Abstract
Scene understanding methodologies (e.g., classification, segmentation,
and anomaly detection) can be costly when operating on a per-pixel
basis. As remote sensing applications rely on imagery with greater
resolution, pixels regularly contain similar information to their
neighbors. In recent years, scene understanding approaches have
leveraged superpixel algorithms to partition imagery into small
homogeneous regions for a variety of tasks. Instead of performing
operations on millions of pixels, thousands, or in some cases hundreds
of superpixels can be used as inputs into various pipelines. Most
superpixel algorithms rely solely on RGB color information to produce
superpixel maps. However, when multiple co-registered modalities are
available, as is the case with the National Ecological Observatory
Network (NEON) tree crown dataset, it is possible to combine information
from multiple sources to produce a single shared map.
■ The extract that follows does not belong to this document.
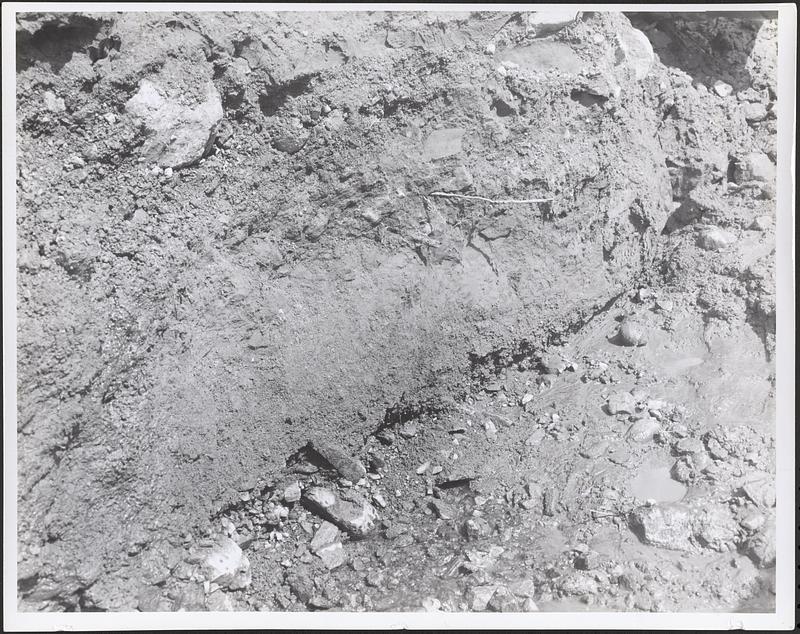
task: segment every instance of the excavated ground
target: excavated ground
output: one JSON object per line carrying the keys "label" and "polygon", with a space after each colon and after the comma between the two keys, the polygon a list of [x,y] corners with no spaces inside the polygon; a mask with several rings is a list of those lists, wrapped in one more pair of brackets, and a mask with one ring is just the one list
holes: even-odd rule
{"label": "excavated ground", "polygon": [[20,608],[774,609],[776,47],[18,16]]}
In this work we
combine airborne hyperspectral imagery, LiDAR point clouds, and RGB
imagery to obtain superpixel maps and compare the oversegmentation
results to those obtained by fusing individual maps produced from each
modality. Superpixels are computed using the Simple Non-Iterative
Clustering (SNIC) algorithm. Oversegmentation maps are scored using
standard evaluation approaches. We present results on a subset of the
National Ecological Observatory Network imagery dataset.